About the ‘Indian Biological Data Bank’ –
- According to the Government of India’s BIOTECH-PRIDE guidelines, IBDC is mandated to archive all life science data (in digitised form) generated from publicly funded research in India.
- In India there is no specific guidelines for storage access and sharing of Biological data.
- The Biotech PRIDE Guidelines will facilitate this and enable exchange of information to promote research and innovation in different research groups across the country.
- These guidelines will be implemented through the Indian Biological Data Centre (IBDC) at Regional Centre for Biotechnology supported by the Department of Biotechnology.
- The data centre, which is India’s first national repository for life science data, is supported by the Department of Biotechnology (DBT) in collaboration with the National Informatics Centre (NIC), India.
- The digitised data will be stored on a four-petabyte (1 petabyte = 10,00,000 gigabytes (gb)) supercomputer called ‘Brahm’.
- The biobank also has a backup data ‘Disaster Recovery’ site at National Informatics Centre (NIC)-Bhubaneswar.

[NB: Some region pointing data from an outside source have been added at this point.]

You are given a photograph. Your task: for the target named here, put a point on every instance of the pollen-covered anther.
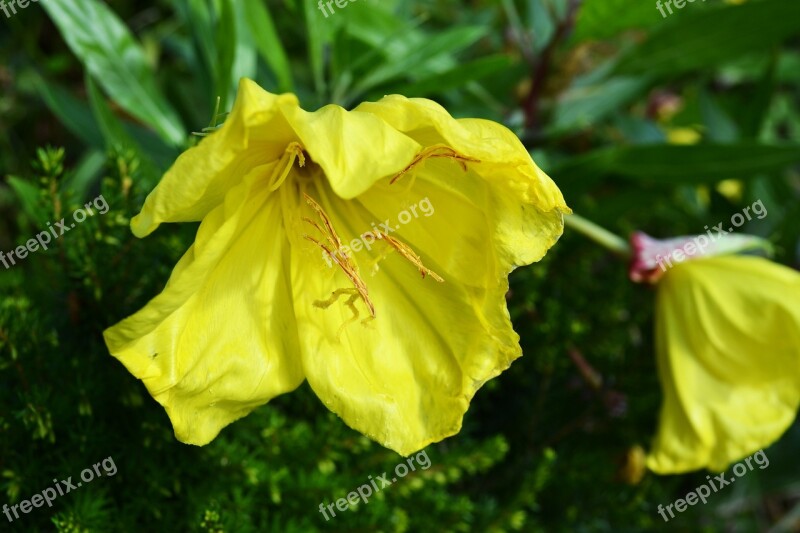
(294, 151)
(432, 152)
(333, 248)
(406, 251)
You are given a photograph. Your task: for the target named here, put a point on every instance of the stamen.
(436, 151)
(406, 251)
(339, 256)
(284, 166)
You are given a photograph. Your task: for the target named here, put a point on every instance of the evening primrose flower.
(395, 334)
(728, 348)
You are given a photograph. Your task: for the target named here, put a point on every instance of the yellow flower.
(365, 251)
(728, 349)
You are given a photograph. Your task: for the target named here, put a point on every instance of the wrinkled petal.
(221, 338)
(406, 377)
(728, 347)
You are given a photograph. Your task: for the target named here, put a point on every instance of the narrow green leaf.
(442, 44)
(709, 37)
(112, 56)
(71, 112)
(112, 129)
(28, 195)
(457, 77)
(225, 43)
(269, 43)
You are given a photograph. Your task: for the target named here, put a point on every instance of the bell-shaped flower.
(365, 251)
(728, 348)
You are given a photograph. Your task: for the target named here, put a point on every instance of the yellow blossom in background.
(728, 349)
(395, 334)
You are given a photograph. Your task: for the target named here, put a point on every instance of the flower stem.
(600, 235)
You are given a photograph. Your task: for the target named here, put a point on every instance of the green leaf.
(709, 37)
(601, 19)
(112, 56)
(29, 198)
(112, 129)
(71, 112)
(226, 48)
(269, 43)
(583, 106)
(674, 164)
(87, 171)
(318, 35)
(457, 77)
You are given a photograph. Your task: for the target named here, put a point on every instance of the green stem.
(601, 236)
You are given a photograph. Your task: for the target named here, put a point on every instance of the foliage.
(661, 124)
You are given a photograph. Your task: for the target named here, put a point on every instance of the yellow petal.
(254, 133)
(354, 149)
(406, 377)
(728, 346)
(221, 339)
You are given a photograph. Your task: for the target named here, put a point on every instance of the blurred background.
(664, 123)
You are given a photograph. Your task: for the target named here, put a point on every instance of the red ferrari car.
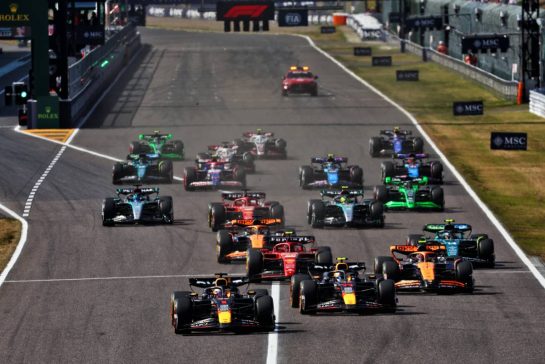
(242, 205)
(287, 257)
(299, 80)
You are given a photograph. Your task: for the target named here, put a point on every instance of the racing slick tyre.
(308, 297)
(391, 270)
(277, 212)
(438, 197)
(223, 246)
(377, 266)
(464, 273)
(413, 239)
(182, 312)
(380, 193)
(190, 176)
(254, 263)
(418, 145)
(117, 173)
(386, 293)
(356, 176)
(323, 256)
(108, 212)
(216, 216)
(436, 172)
(387, 169)
(295, 288)
(166, 170)
(264, 312)
(317, 215)
(485, 247)
(309, 209)
(376, 212)
(306, 176)
(375, 146)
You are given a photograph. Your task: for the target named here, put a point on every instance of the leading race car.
(228, 153)
(221, 307)
(137, 205)
(409, 194)
(330, 171)
(341, 288)
(459, 241)
(213, 175)
(426, 268)
(242, 205)
(395, 141)
(142, 168)
(299, 80)
(287, 257)
(233, 242)
(158, 143)
(262, 145)
(411, 166)
(345, 207)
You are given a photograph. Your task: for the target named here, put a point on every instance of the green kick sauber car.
(410, 194)
(157, 143)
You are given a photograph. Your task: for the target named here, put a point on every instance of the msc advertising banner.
(292, 17)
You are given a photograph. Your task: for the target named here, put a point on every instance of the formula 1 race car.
(340, 288)
(410, 194)
(212, 175)
(221, 307)
(158, 143)
(228, 153)
(299, 80)
(345, 208)
(134, 205)
(142, 168)
(330, 171)
(287, 257)
(395, 141)
(459, 241)
(426, 268)
(413, 166)
(262, 145)
(242, 205)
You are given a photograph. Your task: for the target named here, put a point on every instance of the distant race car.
(340, 288)
(242, 205)
(413, 166)
(134, 205)
(426, 268)
(228, 152)
(262, 145)
(221, 307)
(345, 207)
(287, 256)
(410, 194)
(330, 171)
(395, 141)
(459, 241)
(158, 143)
(233, 242)
(213, 175)
(299, 80)
(142, 168)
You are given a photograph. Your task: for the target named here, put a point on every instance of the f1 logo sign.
(252, 11)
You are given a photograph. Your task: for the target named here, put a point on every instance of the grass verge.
(510, 183)
(10, 232)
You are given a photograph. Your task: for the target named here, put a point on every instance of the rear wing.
(307, 239)
(230, 196)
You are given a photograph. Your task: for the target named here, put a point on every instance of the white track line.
(518, 251)
(272, 338)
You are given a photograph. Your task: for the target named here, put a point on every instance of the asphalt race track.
(81, 292)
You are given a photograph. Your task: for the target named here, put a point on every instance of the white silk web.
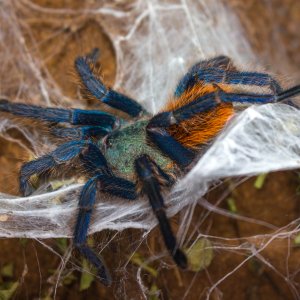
(155, 42)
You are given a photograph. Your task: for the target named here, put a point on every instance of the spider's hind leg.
(190, 78)
(220, 70)
(102, 182)
(145, 168)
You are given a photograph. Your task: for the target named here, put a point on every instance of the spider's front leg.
(59, 156)
(147, 171)
(93, 84)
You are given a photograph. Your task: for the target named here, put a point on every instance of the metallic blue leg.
(60, 115)
(145, 168)
(61, 155)
(190, 78)
(96, 87)
(157, 127)
(105, 183)
(221, 71)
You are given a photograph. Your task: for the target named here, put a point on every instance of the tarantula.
(147, 153)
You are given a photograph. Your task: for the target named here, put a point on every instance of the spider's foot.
(97, 262)
(180, 259)
(26, 188)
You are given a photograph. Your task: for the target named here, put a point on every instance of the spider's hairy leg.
(61, 155)
(145, 168)
(60, 115)
(212, 75)
(94, 85)
(210, 101)
(221, 70)
(190, 79)
(86, 203)
(105, 183)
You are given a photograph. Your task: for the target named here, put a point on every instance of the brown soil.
(276, 203)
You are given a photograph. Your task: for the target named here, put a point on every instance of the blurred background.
(39, 41)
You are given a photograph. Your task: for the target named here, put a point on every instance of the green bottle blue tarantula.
(148, 153)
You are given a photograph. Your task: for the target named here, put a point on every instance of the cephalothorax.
(147, 153)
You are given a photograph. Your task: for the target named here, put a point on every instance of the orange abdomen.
(203, 127)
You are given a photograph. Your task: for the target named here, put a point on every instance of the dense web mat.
(155, 43)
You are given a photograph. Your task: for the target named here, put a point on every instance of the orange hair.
(203, 127)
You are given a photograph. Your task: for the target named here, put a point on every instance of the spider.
(147, 153)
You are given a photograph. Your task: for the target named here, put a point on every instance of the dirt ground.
(277, 202)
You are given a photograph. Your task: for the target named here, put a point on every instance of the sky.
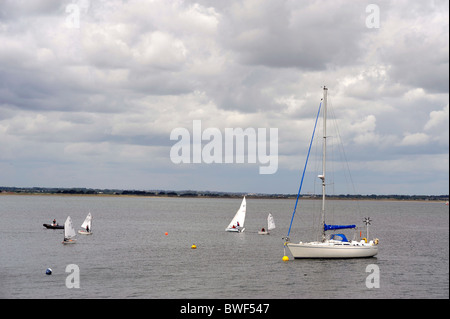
(109, 94)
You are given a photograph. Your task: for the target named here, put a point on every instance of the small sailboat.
(270, 225)
(237, 223)
(87, 225)
(69, 232)
(336, 245)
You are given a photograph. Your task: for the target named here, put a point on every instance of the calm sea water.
(129, 255)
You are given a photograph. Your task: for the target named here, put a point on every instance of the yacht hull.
(330, 250)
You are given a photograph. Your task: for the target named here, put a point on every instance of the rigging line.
(304, 169)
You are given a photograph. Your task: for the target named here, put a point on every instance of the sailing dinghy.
(270, 226)
(336, 245)
(69, 232)
(87, 225)
(237, 223)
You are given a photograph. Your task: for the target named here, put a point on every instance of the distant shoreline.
(204, 194)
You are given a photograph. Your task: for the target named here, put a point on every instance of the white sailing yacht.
(237, 223)
(336, 245)
(270, 226)
(87, 225)
(69, 232)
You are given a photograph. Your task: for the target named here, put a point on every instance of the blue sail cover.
(334, 227)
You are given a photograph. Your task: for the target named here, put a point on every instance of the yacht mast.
(324, 154)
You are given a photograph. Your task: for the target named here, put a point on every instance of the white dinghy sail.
(237, 223)
(69, 232)
(87, 226)
(336, 245)
(270, 225)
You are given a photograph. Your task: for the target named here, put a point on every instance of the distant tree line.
(191, 193)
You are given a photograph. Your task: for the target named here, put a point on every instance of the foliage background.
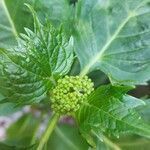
(14, 16)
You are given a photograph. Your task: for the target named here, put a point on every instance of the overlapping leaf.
(28, 72)
(114, 36)
(109, 111)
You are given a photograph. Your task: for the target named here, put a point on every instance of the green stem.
(48, 131)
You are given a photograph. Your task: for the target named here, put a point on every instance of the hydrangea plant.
(111, 36)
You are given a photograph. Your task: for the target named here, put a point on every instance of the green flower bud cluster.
(70, 93)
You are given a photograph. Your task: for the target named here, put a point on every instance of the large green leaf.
(114, 36)
(69, 137)
(108, 111)
(28, 72)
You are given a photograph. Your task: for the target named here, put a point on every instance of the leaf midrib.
(108, 43)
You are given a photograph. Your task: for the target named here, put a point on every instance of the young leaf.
(114, 36)
(108, 110)
(28, 71)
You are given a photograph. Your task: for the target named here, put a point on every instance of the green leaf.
(26, 129)
(8, 31)
(113, 36)
(28, 72)
(69, 137)
(110, 111)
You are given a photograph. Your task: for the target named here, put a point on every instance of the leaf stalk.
(51, 125)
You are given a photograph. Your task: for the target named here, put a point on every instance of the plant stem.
(48, 131)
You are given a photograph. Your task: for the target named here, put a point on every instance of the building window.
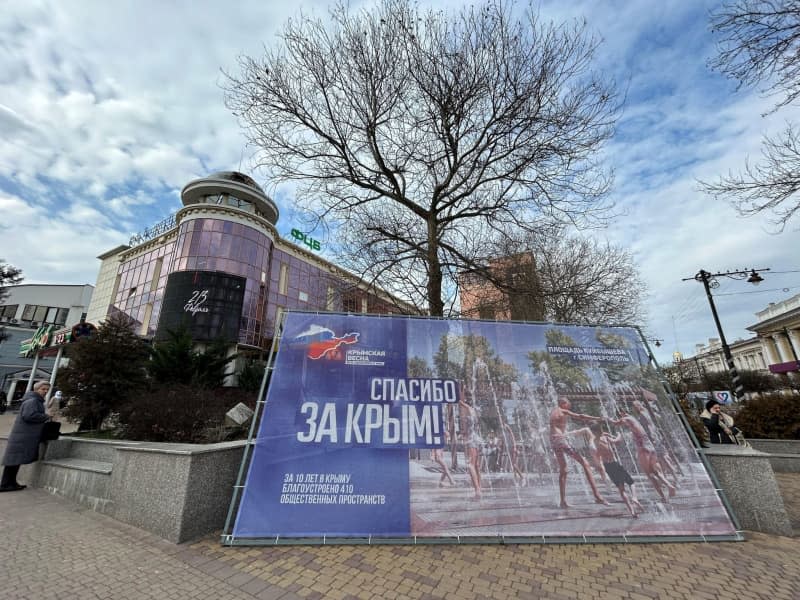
(40, 314)
(283, 279)
(9, 311)
(350, 303)
(330, 298)
(61, 316)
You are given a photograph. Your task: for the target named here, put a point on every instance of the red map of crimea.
(317, 350)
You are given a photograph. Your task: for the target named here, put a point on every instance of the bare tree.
(760, 43)
(9, 275)
(572, 279)
(427, 137)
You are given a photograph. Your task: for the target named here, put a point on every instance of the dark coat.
(23, 441)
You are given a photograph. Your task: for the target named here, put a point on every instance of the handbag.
(51, 431)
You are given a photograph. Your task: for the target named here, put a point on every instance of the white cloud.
(109, 108)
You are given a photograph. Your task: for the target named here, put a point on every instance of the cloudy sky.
(108, 108)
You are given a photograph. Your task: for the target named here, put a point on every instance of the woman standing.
(23, 441)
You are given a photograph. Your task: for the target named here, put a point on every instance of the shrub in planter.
(773, 416)
(181, 413)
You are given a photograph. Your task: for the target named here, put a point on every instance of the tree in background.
(570, 279)
(104, 372)
(8, 276)
(428, 136)
(251, 375)
(758, 43)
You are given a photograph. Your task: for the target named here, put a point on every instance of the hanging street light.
(709, 281)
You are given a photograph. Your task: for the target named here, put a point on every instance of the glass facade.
(276, 277)
(140, 287)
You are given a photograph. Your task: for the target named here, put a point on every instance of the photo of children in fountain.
(560, 431)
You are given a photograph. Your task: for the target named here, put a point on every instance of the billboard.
(401, 427)
(208, 303)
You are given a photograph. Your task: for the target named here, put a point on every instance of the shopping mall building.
(220, 267)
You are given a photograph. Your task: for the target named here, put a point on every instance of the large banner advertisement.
(398, 427)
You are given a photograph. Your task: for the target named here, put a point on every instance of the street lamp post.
(709, 281)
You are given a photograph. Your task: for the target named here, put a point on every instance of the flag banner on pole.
(404, 427)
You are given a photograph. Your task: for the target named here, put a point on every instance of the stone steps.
(87, 482)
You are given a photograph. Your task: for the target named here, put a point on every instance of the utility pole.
(709, 281)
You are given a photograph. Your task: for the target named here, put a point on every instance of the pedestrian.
(719, 425)
(53, 408)
(23, 441)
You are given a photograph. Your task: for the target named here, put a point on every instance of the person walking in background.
(720, 426)
(53, 406)
(23, 441)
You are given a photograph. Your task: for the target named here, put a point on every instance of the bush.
(181, 413)
(773, 416)
(105, 371)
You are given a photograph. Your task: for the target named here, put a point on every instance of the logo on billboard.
(323, 342)
(723, 397)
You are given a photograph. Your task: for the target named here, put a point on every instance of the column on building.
(784, 351)
(794, 340)
(768, 344)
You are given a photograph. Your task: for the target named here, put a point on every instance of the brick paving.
(54, 549)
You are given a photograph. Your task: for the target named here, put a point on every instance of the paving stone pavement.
(53, 549)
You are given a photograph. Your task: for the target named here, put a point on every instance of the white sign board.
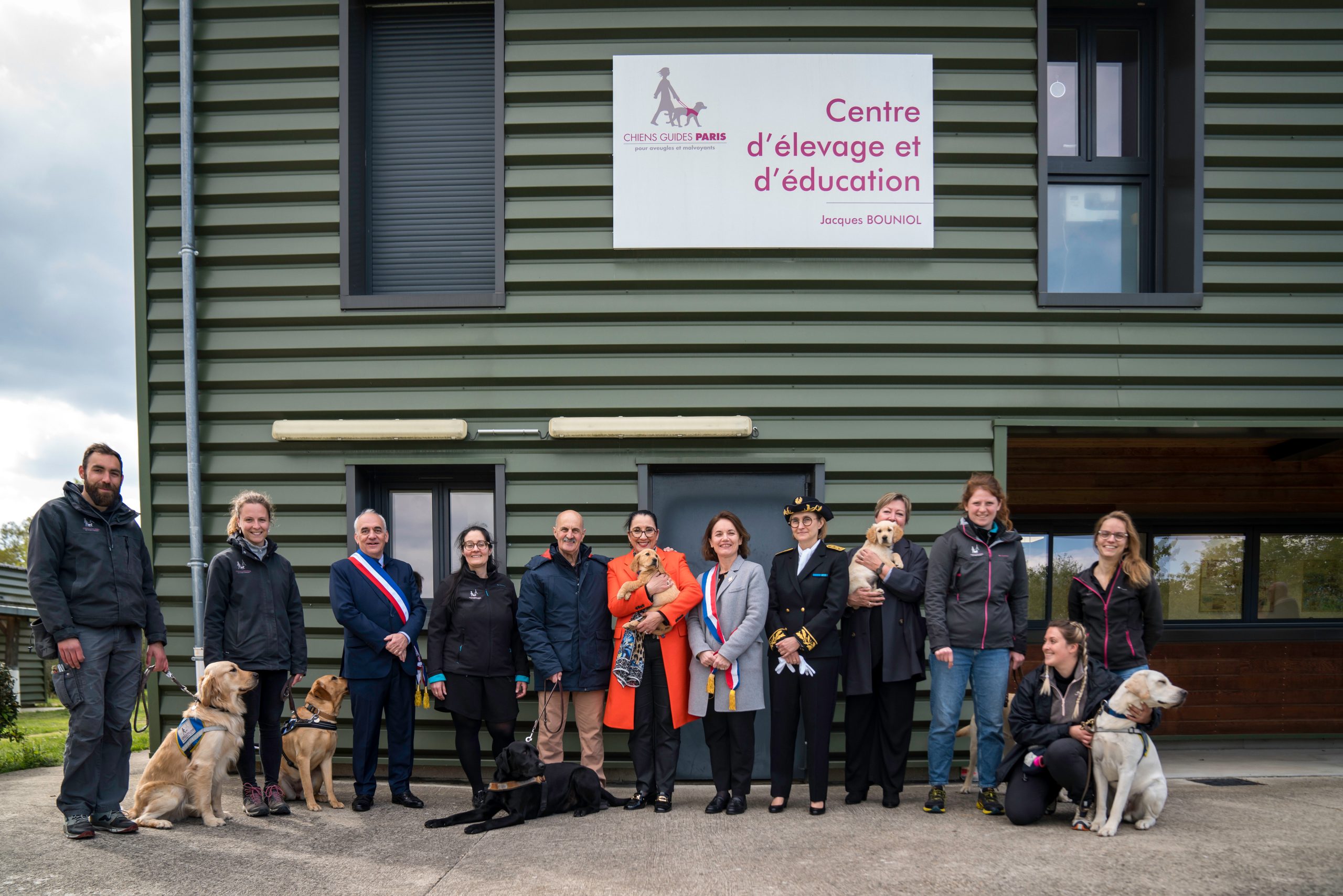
(773, 151)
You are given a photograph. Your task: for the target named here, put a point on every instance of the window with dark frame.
(1207, 575)
(1121, 154)
(1102, 143)
(422, 218)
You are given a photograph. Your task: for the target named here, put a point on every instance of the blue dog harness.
(190, 734)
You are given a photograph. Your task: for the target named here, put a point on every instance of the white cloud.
(44, 448)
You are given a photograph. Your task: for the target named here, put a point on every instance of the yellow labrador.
(1128, 761)
(186, 775)
(883, 539)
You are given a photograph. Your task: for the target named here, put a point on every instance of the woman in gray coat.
(727, 641)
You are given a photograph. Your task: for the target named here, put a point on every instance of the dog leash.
(546, 708)
(143, 696)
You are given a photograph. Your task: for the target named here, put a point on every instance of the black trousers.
(395, 692)
(812, 698)
(877, 729)
(731, 741)
(655, 743)
(264, 707)
(1030, 790)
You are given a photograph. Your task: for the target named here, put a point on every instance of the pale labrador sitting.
(174, 786)
(1128, 761)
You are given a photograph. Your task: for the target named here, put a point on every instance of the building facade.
(404, 212)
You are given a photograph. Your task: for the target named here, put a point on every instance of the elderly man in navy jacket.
(378, 601)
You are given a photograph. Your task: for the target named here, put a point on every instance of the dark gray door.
(685, 503)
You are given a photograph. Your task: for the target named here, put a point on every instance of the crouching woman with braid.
(1047, 718)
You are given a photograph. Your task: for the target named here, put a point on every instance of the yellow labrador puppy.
(187, 773)
(881, 539)
(1128, 761)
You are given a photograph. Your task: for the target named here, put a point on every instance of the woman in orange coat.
(651, 676)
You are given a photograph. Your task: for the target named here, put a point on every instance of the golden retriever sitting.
(883, 539)
(645, 566)
(310, 749)
(176, 786)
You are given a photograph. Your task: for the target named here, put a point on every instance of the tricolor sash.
(709, 586)
(375, 573)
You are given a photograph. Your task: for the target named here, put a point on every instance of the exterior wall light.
(651, 428)
(367, 430)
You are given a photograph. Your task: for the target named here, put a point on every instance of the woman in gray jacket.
(727, 643)
(254, 617)
(977, 629)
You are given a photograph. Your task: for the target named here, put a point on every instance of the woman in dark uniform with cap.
(809, 586)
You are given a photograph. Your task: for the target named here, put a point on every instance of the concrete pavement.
(1280, 837)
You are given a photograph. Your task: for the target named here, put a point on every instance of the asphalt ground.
(1282, 836)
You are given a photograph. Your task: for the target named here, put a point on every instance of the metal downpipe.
(186, 59)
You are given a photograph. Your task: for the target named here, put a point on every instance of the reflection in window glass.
(413, 534)
(1061, 80)
(1073, 554)
(471, 508)
(1200, 577)
(1116, 93)
(1036, 547)
(1094, 238)
(1301, 575)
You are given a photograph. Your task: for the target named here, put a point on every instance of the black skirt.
(491, 699)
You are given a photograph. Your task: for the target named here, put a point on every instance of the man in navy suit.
(378, 601)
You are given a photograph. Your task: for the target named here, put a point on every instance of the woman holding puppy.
(1118, 600)
(726, 675)
(254, 617)
(977, 629)
(1047, 719)
(476, 664)
(651, 698)
(884, 645)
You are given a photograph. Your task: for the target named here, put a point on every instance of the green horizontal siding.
(910, 355)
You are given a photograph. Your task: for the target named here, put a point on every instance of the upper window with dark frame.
(421, 155)
(1102, 144)
(1122, 154)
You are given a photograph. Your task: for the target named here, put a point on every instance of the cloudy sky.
(66, 279)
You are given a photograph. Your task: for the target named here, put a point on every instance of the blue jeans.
(987, 674)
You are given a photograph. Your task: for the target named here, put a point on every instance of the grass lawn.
(45, 741)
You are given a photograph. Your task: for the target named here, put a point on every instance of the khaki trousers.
(589, 707)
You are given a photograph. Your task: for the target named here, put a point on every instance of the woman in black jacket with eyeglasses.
(476, 663)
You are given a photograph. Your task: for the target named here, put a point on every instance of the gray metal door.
(684, 503)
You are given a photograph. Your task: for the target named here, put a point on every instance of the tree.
(14, 543)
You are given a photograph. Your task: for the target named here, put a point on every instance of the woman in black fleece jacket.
(254, 617)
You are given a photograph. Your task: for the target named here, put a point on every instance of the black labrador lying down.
(526, 789)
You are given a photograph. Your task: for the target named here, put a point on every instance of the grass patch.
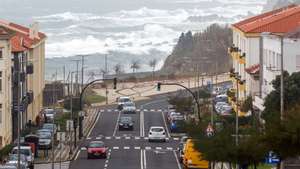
(91, 97)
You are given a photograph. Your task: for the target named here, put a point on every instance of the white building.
(272, 60)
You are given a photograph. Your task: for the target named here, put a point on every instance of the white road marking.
(177, 161)
(77, 155)
(116, 127)
(165, 123)
(98, 116)
(145, 161)
(169, 148)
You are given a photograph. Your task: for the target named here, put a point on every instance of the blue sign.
(272, 158)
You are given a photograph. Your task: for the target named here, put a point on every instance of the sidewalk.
(62, 154)
(142, 90)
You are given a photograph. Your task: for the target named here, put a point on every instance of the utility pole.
(19, 119)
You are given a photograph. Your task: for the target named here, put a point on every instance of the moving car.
(192, 157)
(157, 133)
(181, 146)
(96, 149)
(125, 123)
(129, 107)
(221, 98)
(26, 151)
(13, 160)
(121, 100)
(49, 113)
(45, 139)
(50, 127)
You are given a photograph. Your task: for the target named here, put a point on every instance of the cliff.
(203, 52)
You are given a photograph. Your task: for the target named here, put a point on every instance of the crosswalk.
(100, 137)
(154, 148)
(137, 110)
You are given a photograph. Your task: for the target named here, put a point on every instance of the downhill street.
(131, 149)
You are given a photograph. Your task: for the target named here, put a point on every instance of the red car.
(96, 149)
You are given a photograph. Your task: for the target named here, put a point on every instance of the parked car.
(45, 139)
(221, 98)
(181, 146)
(50, 114)
(125, 122)
(122, 100)
(13, 160)
(128, 107)
(157, 133)
(50, 127)
(96, 149)
(25, 150)
(192, 158)
(176, 124)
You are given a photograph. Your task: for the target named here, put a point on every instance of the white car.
(157, 133)
(26, 151)
(122, 100)
(128, 107)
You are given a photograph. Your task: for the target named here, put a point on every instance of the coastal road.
(131, 149)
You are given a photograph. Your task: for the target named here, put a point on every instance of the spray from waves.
(137, 42)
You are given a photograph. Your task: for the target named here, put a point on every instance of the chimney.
(34, 30)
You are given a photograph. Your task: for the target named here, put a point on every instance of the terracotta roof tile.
(21, 39)
(281, 20)
(254, 69)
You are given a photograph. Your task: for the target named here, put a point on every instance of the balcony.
(242, 58)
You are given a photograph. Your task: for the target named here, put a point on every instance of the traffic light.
(115, 83)
(158, 86)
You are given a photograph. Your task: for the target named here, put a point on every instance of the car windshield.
(48, 126)
(124, 100)
(125, 119)
(157, 129)
(23, 151)
(96, 145)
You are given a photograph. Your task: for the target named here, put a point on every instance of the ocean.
(122, 30)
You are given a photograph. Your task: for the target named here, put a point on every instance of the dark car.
(96, 149)
(125, 123)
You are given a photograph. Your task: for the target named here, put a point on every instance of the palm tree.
(117, 69)
(135, 65)
(153, 63)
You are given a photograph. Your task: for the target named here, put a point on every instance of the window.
(298, 62)
(0, 81)
(0, 113)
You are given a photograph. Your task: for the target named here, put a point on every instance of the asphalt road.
(131, 149)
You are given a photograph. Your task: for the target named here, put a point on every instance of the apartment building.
(27, 57)
(247, 51)
(5, 85)
(271, 61)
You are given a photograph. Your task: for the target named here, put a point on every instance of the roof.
(281, 20)
(254, 69)
(22, 40)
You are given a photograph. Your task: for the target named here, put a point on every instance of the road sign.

- The database offers open access (can be used by other researchers from across the country) and controlled access (data will not be openly shared for a number of years) mechanisms for data submission to researchers.
- Need —
- Currently, most Indian researchers rely on the European Molecular Biology Laboratory (EMBL) and the National Center for Biotechnology Information to store biological data.
- Other smaller datasets are available at some institutes, but they are not available to all.
- Objectives —
- Provide an IT platform for permanent archiving of biological data in India.
- Development of SOPs for storing and sharing the data as per FAIR (findability, accessibility, interoperability and reusability) principles.
- Perform quality control, data backup and management of data life cycle.
- Development of web-based tools, organisation of training programs on ‘Big’ data analysis and benefits of data sharing.
- Significance —
- Because of the heterogeneity of life scientific data, IBDC is being built in a decentralised manner, with various portions dealing with specific types of data.
- It would also provide infrastructure and expertise for biological data analysis, aiding in knowledge discovery of numerous genetic diseases, vaccines and medicines.
- As a result, it will always strive to meet the needs of not just the Indian, but also the global scientific community.